20

I have read somewhere that you can store python objects (more specifically dictionaries) as binaries in MongoDB by using BSON. However right now I cannot find any any documentation related to this.

Would anyone know how exactly this can be done?

chiffa
  • 2,026
  • 3
  • 26
  • 41
  • 1
    It's not at all clear what you're trying to do, what you've tried and what didn't work. Please edit the question to include those helpful details. :) – WiredPrairie Aug 06 '13 at 20:48
  • 2
    If you're doing that for performance, [this benchmark](http://kovshenin.com/2010/pickle-vs-json-which-is-faster/) might surprise you. – georg Aug 06 '13 at 21:15
  • @thg435: Thanks for the link, I will keep it in mind for a project where I/O would be more critical for the performance of my project! – chiffa Aug 06 '13 at 22:46
  • @thg435: the major problem for me is that I rely heavily on serialization of numpy data types, which is not supported by the python's json module – chiffa Feb 23 '14 at 19:31
  • As a side note, using Pickle (as suggested in the answers) can have some issues: http://pyvideo.org/video/2566/pickles-are-for-delis-not-software. In summary - problems with security + maintainability of your code. – tushar747 Jul 02 '15 at 08:53

3 Answers3

42

There isn't a way to store an object in a file (database) without serializing it. If the data needs to move from one process to another process or to another server, it will need to be serialized in some form to be transmitted. Since you're asking about MongoDB, the data will absolutely be serialized in some form in order to be stored in the MongoDB database. When using MongoDB, it's BSON.

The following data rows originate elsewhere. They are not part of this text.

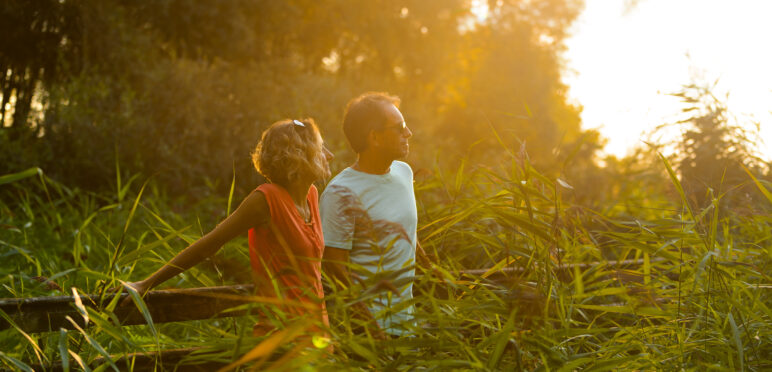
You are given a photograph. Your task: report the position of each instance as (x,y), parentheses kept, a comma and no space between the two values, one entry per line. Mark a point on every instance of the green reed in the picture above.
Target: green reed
(700,300)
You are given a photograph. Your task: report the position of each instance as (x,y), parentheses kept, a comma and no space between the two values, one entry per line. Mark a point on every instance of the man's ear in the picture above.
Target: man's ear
(373,139)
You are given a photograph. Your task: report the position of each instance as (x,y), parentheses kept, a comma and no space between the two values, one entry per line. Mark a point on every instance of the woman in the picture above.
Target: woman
(282,218)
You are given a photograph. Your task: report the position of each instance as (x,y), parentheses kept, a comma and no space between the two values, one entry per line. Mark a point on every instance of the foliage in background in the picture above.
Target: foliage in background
(182,89)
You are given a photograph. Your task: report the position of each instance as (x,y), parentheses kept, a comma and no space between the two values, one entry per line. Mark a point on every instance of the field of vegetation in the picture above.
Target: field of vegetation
(700,300)
(125,133)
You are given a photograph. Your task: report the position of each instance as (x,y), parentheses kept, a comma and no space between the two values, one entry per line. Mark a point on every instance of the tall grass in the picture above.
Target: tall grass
(699,301)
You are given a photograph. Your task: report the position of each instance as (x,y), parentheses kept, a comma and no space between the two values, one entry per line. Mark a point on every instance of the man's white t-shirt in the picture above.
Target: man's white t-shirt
(374,216)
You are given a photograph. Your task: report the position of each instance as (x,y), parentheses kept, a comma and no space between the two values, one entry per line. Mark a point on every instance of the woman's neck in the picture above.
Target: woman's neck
(299,191)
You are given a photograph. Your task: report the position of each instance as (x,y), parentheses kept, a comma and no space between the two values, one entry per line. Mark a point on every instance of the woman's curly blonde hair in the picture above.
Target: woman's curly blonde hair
(289,151)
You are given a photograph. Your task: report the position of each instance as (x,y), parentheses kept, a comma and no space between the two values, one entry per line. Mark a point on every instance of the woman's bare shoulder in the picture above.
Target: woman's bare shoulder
(256,206)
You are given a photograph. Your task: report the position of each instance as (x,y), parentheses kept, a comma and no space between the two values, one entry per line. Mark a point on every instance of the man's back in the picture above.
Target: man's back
(374,217)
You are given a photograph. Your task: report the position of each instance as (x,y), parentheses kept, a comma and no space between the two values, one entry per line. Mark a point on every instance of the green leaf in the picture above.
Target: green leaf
(13,177)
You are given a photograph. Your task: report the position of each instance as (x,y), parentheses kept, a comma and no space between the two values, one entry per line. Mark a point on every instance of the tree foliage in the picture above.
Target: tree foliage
(181,89)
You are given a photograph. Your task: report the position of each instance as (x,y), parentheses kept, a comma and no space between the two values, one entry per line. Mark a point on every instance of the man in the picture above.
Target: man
(368,211)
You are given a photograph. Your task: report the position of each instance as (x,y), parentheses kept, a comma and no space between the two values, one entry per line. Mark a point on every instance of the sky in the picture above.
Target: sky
(624,57)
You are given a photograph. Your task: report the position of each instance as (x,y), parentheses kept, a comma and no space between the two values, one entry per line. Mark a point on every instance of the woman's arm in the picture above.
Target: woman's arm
(253,212)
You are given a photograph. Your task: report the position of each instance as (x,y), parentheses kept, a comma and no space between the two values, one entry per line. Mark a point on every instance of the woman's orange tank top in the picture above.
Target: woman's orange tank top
(294,268)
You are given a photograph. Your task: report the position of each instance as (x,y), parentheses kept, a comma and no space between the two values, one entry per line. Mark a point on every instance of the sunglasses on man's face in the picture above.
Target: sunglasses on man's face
(399,128)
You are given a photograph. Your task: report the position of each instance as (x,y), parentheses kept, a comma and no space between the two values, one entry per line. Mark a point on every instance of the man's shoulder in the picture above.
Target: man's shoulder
(402,169)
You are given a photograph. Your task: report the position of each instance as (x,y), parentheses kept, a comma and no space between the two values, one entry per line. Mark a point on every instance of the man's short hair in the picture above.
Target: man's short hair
(364,114)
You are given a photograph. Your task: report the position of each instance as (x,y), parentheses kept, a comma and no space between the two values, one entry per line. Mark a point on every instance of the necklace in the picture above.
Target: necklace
(304,211)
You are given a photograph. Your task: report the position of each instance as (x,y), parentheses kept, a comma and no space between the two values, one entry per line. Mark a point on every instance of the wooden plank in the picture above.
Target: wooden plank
(45,314)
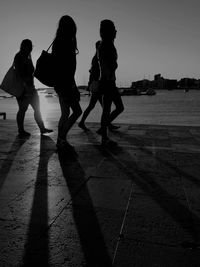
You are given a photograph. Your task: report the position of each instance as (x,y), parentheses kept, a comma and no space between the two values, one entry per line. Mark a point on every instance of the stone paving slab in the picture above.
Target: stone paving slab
(136,204)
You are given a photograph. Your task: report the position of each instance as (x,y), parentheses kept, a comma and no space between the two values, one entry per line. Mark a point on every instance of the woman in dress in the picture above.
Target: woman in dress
(64,51)
(24,68)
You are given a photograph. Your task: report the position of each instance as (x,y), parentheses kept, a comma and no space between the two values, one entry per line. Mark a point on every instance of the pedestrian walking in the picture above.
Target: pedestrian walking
(64,51)
(24,68)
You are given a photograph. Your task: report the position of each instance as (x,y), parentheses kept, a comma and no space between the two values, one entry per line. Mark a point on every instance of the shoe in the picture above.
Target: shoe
(23,133)
(108,142)
(112,127)
(82,126)
(99,131)
(45,130)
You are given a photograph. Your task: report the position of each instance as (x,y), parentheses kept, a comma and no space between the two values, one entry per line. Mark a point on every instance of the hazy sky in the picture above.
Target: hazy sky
(153,36)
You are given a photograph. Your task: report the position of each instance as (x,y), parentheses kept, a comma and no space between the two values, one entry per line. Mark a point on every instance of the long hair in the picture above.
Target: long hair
(67,30)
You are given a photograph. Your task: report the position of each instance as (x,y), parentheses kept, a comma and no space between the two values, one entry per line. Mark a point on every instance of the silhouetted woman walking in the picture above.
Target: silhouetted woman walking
(107,56)
(25,69)
(64,50)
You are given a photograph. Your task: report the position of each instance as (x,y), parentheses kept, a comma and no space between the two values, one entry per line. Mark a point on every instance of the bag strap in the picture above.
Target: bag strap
(50,46)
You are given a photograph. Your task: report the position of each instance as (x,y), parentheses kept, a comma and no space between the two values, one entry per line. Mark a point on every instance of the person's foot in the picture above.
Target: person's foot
(82,126)
(99,131)
(112,127)
(23,133)
(45,130)
(108,142)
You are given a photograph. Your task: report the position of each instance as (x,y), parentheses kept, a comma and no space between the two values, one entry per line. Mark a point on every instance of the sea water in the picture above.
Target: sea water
(165,108)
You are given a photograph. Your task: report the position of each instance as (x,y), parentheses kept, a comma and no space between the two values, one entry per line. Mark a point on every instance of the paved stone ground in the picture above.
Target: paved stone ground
(137,204)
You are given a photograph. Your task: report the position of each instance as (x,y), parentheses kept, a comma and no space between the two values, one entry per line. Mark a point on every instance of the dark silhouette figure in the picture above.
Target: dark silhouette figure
(95,95)
(107,56)
(25,69)
(64,50)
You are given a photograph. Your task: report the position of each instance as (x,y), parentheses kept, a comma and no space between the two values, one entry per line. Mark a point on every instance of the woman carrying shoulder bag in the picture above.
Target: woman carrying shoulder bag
(24,67)
(64,52)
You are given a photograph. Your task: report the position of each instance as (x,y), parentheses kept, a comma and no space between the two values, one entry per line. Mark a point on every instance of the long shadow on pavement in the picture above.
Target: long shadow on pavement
(148,184)
(8,161)
(88,228)
(37,242)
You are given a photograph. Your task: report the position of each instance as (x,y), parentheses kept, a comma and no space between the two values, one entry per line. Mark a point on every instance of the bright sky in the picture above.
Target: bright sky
(153,36)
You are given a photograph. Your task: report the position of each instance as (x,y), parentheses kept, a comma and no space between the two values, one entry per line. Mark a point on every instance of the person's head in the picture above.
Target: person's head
(67,30)
(107,30)
(26,46)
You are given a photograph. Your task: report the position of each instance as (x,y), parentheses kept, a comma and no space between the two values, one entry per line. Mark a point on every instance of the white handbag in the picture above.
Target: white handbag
(12,84)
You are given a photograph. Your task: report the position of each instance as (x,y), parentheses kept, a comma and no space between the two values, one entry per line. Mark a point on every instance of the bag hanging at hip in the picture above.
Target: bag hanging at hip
(44,69)
(12,83)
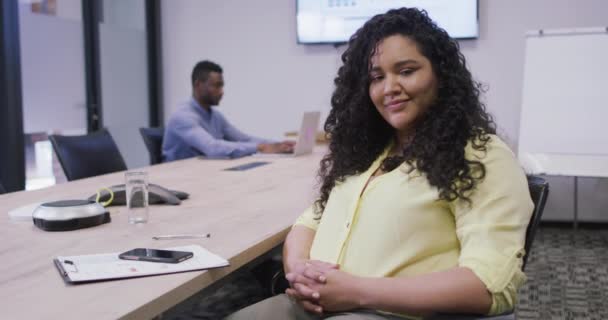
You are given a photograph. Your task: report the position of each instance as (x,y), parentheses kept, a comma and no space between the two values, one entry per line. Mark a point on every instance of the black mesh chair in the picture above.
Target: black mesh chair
(539,191)
(153,138)
(87,155)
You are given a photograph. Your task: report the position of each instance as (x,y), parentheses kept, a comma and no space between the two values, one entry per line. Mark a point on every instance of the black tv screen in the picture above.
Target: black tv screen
(334,21)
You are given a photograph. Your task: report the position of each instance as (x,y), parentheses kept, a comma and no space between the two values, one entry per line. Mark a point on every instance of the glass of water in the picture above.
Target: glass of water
(137,196)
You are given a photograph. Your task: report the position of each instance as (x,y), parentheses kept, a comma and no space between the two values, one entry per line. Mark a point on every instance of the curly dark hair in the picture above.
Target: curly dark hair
(359,134)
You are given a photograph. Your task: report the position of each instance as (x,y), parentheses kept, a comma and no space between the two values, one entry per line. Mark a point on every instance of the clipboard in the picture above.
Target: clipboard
(107,266)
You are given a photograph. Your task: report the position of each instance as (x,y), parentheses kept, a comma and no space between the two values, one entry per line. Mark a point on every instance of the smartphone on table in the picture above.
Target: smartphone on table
(156,255)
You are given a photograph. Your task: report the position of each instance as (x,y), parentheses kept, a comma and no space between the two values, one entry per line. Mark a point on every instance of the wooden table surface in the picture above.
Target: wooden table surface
(247,213)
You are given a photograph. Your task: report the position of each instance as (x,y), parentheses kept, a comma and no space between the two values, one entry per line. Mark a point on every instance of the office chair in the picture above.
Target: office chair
(153,138)
(87,155)
(539,191)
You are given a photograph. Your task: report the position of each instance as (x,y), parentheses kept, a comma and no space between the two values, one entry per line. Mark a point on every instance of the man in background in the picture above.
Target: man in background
(196,128)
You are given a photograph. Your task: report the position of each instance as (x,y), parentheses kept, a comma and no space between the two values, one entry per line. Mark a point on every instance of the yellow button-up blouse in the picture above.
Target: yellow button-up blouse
(398,227)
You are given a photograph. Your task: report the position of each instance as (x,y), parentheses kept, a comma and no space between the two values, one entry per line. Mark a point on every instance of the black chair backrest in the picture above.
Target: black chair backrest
(153,138)
(539,190)
(88,155)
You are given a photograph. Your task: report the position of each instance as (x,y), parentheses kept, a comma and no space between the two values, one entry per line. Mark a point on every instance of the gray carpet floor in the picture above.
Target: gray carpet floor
(567,276)
(567,279)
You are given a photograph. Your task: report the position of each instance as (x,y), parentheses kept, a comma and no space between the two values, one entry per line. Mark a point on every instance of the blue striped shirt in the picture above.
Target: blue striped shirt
(194,131)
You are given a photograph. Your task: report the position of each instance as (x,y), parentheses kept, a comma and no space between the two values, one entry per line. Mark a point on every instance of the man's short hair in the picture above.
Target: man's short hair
(203,68)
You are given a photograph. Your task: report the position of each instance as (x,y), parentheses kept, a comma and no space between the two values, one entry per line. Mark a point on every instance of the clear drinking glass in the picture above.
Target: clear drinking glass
(137,196)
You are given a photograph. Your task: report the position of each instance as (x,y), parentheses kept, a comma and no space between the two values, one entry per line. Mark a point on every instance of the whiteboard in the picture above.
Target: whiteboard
(564,111)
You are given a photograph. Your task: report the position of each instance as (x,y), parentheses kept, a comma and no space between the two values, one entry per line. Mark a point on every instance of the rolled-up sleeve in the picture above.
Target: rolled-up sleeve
(307,219)
(492,227)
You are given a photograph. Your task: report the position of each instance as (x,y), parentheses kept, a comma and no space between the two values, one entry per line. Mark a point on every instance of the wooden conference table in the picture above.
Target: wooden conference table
(247,214)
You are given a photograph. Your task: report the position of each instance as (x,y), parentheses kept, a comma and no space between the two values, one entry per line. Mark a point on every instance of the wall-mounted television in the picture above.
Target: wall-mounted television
(334,21)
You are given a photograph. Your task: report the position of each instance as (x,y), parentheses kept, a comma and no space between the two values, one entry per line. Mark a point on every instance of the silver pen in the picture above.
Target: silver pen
(182,236)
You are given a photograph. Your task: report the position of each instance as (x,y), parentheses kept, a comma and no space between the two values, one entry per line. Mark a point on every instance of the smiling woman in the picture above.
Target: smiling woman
(422,208)
(402,84)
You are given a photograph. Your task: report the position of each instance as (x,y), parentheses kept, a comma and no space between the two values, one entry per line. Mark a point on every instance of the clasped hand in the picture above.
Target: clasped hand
(319,286)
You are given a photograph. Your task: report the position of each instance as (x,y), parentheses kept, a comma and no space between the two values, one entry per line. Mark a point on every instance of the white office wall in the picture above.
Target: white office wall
(269,76)
(52,72)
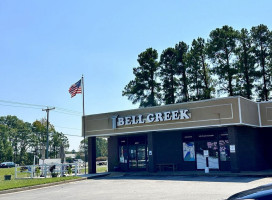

If you're actually asking about whether there would be a way to store a more raw form of a Python object in a MongoDB document, you can insert a Binary field into a document which can contain any data you'd like. It's not directly queryable in any way in that form, so you're potentially loosing a lot of the benefits of using a NoSQL document database like MongoDB.

>>> from pymongo import MongoClient
>>> client = MongoClient('localhost', 27017)
>>> db = client['test-database']
>>> coll = db.test_collection    
>>> # the collection is ready now 
>>> from bson.binary import Binary
>>> import pickle
>>> # create a sample object
>>> myObj = {}
>>> myObj['demo'] = 'Some demo data'
>>> # convert it to the raw bytes
>>> thebytes = pickle.dumps(myObj)
>>> coll.insert({'bin-data': Binary(thebytes)})
WiredPrairie
  • 58,954
  • 17
  • 116
  • 143
  • Thanks for the extensive answer! After all I think I will stick with `pickle` serialization, to build a JSON object. It outputs identical string for sets containing same strings, which is critical for me. in addition my I/O to the database isn't the most performance-critical part of my code. – chiffa Aug 06 '13 at 22:45
  • 1
    There is a typo in the example code: it should read pickle.dumps(myObj) on the before-the-last line – Christophe Mar 04 '15 at 12:42
  • 1
    Thanks , pickle.dumps(obj) worked for me (http://scikit-learn.org/stable/modules/model_persistence.html#persistence-example) – Spl2nky Jul 05 '16 at 17:48
  • I guess should change the answert as pickle is changed now and it should be pickle.dumps(obj) and not pickle.dump(obj) – Kishan Mehta Dec 21 '16 at 18:28
  • 3
    so what preprocessing is needed if we want to read the data again from Mongo? – Luk Aron Jul 15 '20 at 08:25
5

Assuming you are not specifically interested in mongoDB, you are probably not looking for BSON. BSON is just a different serialization format compared to JSON, designed for more speed and space efficiency. On the other hand, pickle does more of a direct encoding of python objects.

However, do your speed tests before you adopt pickle to ensure it is better for your use case.

superdud
  • 91
  • 4
0

It seems you would still need to serialize using pickle module that would create bytes and de-serializing these bytes with pickle will directly provide python object.

Also, you can store pickled object directly into Mongo.

import pickle as pkl
from uuid import uuid4

from pymongo import MongoClient

data = dict(key='mongo')
picked_data = pkl.dumps(data)
uid = uuid4()

client = MongoClient() # add DB url in the constructor if needed
db = client.test

# insertion
db.data.insert_one({
    'uuid': uid,
    'data': picked_data
})

# retrieval
result = db.data.find_one({'uuid': uid})
assert pkl.loads(result['data']) == data